The strategic importance of return logistics for companies, it cannot ignore the design and implementation of an efficient logistics network, which allows to optimize the transport phase and at the same time to reduce the management costs connected to it.

But it is equally important to rely on the support offered by technology as regards the retrieval of information and the transmission of communications on the status of transport, in order to avoid uncertainty regarding timing and quantity and above all to ensure the traceability of the transport itself.

We said that the optimization of the Reverse Logistic it has positive implications not only on company operations, but also on the impact that the latter has on the environment and consequently on the 'social responsibility' of the company, as well as on its image. In an enlarged and inter-communicating scenario, the environmental impact no longer concerns only individual products but also the supply and distribution chain.

Technologies and processes of Reverse Logistics they must be based on metrics and disciplines capable of minimizing environmental impacts. In this respect, recirculation and recycling are of particular importance, thanks to their ability to reduce waste by converting emissions into immissions: both directly, through the return-reuse of goods, and mediated through recycled materials.

Tyco, a company specializing in integrated fire and safety systems, has developed a system of Reverse Logistics from a green perspective based on the implementation of a global recirculation and source labeling program that combines the advantages of hard label recycling with the commercial benefits of source labeling. With this program, products arrive in stores already protected against shoplifting and ready for sale.

It is true that labels must be returned to the origin, and this has an impact in terms of transport, but it is the lesser evil. A few numbers: the CO₂ emissions associated with shipping containers by ship range from 10 to 40 grams per tonne per kilometer (about 1/10 of the emissions generated per tonne by air transport). To give an example, driving a compact car for 20km produces about 18 times more CO₂ than shipping a pair of shoes from Hong Kong to Rotterdam (even though there are 18,000km here).

Then there is the transport by truck or train which produces 30 to 150 grams per tonne per kilometer (more than containerized by ship), but always in reasonable terms for light items such as rigid labels. This means that as long as those who carry out the recirculation make reasonable choices and follow established paths, the impact on the environment resulting from the return of the labels to the production source for recirculation will be insignificant.

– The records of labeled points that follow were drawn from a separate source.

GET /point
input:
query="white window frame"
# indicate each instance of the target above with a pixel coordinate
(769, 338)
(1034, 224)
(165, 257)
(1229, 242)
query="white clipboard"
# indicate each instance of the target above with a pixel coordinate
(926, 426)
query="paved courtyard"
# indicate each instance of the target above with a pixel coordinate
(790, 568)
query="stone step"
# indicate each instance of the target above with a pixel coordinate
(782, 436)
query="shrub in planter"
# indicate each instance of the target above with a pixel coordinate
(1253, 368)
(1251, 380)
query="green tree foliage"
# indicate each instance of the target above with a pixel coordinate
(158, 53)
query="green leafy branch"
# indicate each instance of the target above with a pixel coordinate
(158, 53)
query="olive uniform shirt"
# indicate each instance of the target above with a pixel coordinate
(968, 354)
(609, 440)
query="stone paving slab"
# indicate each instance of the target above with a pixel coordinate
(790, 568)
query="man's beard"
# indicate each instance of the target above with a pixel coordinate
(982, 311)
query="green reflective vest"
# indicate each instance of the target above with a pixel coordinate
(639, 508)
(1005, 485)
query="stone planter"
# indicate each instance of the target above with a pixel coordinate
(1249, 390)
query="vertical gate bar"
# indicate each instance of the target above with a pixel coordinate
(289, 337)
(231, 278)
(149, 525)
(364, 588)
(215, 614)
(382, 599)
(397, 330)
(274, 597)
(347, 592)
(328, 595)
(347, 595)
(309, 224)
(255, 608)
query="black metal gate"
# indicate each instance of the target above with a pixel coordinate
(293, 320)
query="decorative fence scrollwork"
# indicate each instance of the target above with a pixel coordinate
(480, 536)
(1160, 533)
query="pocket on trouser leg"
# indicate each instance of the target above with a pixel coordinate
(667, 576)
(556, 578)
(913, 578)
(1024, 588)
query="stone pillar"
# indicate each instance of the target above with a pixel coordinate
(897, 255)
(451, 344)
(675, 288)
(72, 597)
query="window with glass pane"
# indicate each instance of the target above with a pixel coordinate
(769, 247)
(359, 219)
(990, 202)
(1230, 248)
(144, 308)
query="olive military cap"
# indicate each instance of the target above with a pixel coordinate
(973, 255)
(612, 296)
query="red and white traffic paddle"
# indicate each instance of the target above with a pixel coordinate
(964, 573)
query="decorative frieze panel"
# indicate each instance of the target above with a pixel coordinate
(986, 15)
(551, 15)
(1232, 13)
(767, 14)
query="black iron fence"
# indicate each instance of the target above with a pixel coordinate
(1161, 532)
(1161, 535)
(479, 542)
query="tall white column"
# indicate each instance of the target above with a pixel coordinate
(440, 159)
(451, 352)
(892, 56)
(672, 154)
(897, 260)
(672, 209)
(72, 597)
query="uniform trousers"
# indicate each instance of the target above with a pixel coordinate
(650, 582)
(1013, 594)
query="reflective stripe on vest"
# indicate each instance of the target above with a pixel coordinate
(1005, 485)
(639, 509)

Recirculating rigid labels at the source of manufacture therefore seems an excellent alternative to disposing of labels, both from an environmental and a corporate point of view. But to do so it is necessary that the processes of Reverse Logistics are automated to ensure reliable collection and distribution of information. Therefore a program is needed, and it must be scalable, to always ensure a high level of efficiency.

Video: Reverse logistics - explained (August 2022).